Project proponents cannot decide when, if ever they will comply with the law. Here, an extraordinary Environmental Study contravening NEA, reinforced by the confidentiality provisions of the proposed Agreement effectively excluding public awareness and participation was adopted, and made the Secretary to the Minister assigned for the subject of mines and minerals, the PAA. Also the proposed Agreement substituted arbitration for judicial review; whereas the public has no role to play in arbitration. Therefore, the court concluded that the proposed Agreement sought to circumvent the law and its implementation is biased towards the company. Henceforth there was an imminent infringement of Article 12(1) of the Constitution.

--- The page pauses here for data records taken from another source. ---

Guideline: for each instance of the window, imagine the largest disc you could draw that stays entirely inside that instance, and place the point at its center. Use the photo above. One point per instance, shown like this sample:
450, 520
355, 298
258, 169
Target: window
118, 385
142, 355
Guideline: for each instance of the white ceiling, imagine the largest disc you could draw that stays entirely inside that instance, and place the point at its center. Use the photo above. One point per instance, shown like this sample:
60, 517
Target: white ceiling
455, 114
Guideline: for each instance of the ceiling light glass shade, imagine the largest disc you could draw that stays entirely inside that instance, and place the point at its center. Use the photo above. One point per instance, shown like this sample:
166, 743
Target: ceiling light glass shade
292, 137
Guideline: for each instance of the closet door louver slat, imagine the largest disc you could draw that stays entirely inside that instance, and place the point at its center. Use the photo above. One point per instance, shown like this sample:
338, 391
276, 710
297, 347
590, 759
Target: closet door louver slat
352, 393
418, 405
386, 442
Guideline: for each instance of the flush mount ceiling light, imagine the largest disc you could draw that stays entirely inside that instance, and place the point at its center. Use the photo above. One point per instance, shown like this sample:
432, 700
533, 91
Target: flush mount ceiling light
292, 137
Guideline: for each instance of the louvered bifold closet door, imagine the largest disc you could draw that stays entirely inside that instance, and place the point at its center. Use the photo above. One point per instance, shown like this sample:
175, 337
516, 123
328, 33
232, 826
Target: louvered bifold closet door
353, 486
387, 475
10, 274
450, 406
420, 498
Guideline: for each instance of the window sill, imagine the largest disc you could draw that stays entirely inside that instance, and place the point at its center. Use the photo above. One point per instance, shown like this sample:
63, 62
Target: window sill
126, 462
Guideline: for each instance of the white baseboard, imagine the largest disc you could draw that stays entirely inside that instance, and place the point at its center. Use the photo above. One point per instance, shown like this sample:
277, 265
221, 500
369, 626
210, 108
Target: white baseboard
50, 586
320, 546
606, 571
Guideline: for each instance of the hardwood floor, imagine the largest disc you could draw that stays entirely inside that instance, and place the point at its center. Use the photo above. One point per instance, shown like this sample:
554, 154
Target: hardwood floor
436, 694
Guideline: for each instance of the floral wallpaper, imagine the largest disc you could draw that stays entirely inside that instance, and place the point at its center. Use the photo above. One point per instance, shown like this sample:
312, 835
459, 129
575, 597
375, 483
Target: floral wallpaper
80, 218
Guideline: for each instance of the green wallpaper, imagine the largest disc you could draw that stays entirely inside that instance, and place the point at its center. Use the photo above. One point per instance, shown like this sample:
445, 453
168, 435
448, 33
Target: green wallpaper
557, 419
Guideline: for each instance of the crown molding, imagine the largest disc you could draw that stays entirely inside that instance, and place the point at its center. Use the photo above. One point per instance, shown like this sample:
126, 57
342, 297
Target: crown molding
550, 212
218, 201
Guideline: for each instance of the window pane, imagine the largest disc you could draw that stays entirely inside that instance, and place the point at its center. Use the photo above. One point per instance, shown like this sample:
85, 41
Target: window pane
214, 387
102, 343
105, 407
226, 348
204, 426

  1. Practically unlimited discretion had been given to the Secretary and the Agreement substituted the Secretary as a PAA even though such a Secretary cannot be a PAA in terms of NEA 1980 (pg. 317). Therefore, the role of CEA as the PAA was completely ignored. Furthermore, judicial review was replaced by arbitration (pg. 246). As judicial review was not available, how litigants like the petitioners will be able to afford arbitration was doubtful. Therefore, there was no easy access to justice under the Agreement.
  1. The Government ought to have taken the New Zealand proposal into account as being more appropriate (having regard to intergenerational equity and environmental considerations). Petitioners also argued that the past records of environmental pollution by Freeport Mac Moran and IMCO Agrico were notorious even in their home country, USA. It has had poor records in Indonesia and in the Southern Pacific Island of New Guinea, so it was prudent to have the company’s credibility regarding environmental matters checked. 
  1. Trading life away for money is a bad bargain. In this case, derogation of the fundamental rights of the petitioners was not permissible as in any event, the circumstances leading to the imminent infringement had not been prescribed by the law, but arose out of a mere proposed contract and therefore did not deserve to be even considered as permissible (pg. 320).


The court held thus:
  • Imminent infringement of the fundamental rights of the petitioners guaranteed under Articles 12(1), 14(1)(g) and 14(1)(h) of the Constitution was established.
  • Respondents were directed to desist from entering into any contract relating to the Eppawela phosphate deposit until comprehensive exploration and study had been conducted and the results had been published.
  • Any project proponent had to obtain the approval of CEA (per this case) according to law, including the decisions of the superior Courts of record of Sri Lanka.
  • Order for costs was made in favour of the petitioners.


Importance of the Ruling
  • The Rule of Law was upheld.
  • Importance of following the EIA law and procedure was established.
  • The connection between EIA Law and Human Rights was portrayed.
  • The importance of precautionary principle, rational planning, polluter pays principle, public participation and inter-generational equity were recognized. Similarly, that the soft law of international law had to be taken into account in decision-making was emphasized.
  • That the Organs of the State have to act as the Guardians of the resources of the people was stressed by the Supreme Court.